A Bad Thriller
I am so relieved that Michael Jackson is dead. Honestly. He was such an (amazingly) live embodiment of modern Western culture, the one Americans insist must be spread to the rest of the world so that it, too, can be relevant, that I was beginning to worry the torch might never be passed to Britney.
But I grew up just outside the Michael Jackson loop. He wasn't cool when I was young because he was my age and I had an older brother and sister who wouldn't have tolerated the Jackson-Five (5?) for 5 seconds. The only reason I was allowed to watch The Partridge Family was because it came on at a time when they were both otherwise occupied with extra-curricular activities.

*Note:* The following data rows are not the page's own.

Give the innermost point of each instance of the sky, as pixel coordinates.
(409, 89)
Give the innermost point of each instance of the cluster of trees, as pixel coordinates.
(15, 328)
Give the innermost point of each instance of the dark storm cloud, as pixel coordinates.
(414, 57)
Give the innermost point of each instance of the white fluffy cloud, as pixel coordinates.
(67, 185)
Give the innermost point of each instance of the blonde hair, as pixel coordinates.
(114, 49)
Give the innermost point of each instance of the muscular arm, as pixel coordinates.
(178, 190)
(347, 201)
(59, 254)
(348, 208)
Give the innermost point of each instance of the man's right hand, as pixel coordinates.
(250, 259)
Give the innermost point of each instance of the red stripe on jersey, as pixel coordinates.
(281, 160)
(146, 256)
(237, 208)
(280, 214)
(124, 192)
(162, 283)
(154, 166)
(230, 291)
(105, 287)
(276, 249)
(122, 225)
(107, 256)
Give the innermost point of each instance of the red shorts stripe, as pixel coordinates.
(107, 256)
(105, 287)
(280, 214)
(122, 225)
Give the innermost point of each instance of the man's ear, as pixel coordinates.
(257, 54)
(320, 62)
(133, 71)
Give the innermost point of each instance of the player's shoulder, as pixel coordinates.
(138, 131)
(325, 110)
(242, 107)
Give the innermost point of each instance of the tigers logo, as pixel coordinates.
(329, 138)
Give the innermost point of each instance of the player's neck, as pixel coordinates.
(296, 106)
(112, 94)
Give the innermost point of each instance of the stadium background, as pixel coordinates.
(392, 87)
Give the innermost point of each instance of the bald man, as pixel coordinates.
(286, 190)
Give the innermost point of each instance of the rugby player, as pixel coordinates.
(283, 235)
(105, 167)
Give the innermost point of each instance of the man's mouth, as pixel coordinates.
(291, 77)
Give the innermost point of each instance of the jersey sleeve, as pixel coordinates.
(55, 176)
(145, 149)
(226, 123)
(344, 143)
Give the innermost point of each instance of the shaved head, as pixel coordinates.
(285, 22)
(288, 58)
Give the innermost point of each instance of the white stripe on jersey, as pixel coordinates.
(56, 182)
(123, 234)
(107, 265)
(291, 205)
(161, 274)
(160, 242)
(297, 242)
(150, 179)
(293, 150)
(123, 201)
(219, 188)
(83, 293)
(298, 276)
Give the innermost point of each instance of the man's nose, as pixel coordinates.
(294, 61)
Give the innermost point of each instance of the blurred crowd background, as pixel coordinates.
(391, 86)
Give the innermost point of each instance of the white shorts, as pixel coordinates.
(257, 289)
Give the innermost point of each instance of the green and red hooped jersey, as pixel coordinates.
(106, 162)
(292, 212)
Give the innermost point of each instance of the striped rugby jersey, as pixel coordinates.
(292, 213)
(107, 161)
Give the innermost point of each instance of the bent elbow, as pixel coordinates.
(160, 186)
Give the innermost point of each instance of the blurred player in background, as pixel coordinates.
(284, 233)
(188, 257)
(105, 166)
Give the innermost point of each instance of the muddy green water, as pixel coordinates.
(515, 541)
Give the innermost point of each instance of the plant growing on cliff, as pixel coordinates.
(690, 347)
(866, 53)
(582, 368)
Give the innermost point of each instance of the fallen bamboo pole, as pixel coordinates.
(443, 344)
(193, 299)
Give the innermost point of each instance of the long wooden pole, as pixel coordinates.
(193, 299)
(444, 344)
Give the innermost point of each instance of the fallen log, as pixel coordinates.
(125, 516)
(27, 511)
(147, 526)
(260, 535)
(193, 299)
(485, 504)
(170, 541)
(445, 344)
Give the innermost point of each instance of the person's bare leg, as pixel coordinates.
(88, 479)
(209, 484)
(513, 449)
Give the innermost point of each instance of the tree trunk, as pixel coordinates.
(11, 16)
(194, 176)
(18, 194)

And he wasn't cool when I was older because I wasn't into big theatrical MTV video productions. I was into bar bands - and Madonna (whom Michael Jackson, in an unguarded gay moment caught on tape, famously referred to as "a heifer"). So, even his spectacular talent, rated as such with predictable regularity in the popular press, "didn't impress me much", to quote (using slightly better grammar) Shania Twain.
Also, and this is where Michael Jackson really left me cold (particularly after the "heifer" diss of his only real competition) I never didn't see the disgruntled grown man in the "mysterious" pop icon. The wispy Marilyn Monroe delivery ("why won't people take me seriously?" she asked, incredulously, while wearing clothes three sizes too small), the anorexic girl physique, the conspicuous consumption attempting to fill a void so infinite it rivalled Disneyland (and eclipsed Graceland) - all I ever saw, as a non-fan, was the self-loathing, misanthropist who was so rich he could afford to amass a third-world-sized debt before mercifully passing on to his great reward.
Sorry, eh, to all you Michael Jackson fans. But, if it gives you any consolation, I'm like that about Madonna now, too.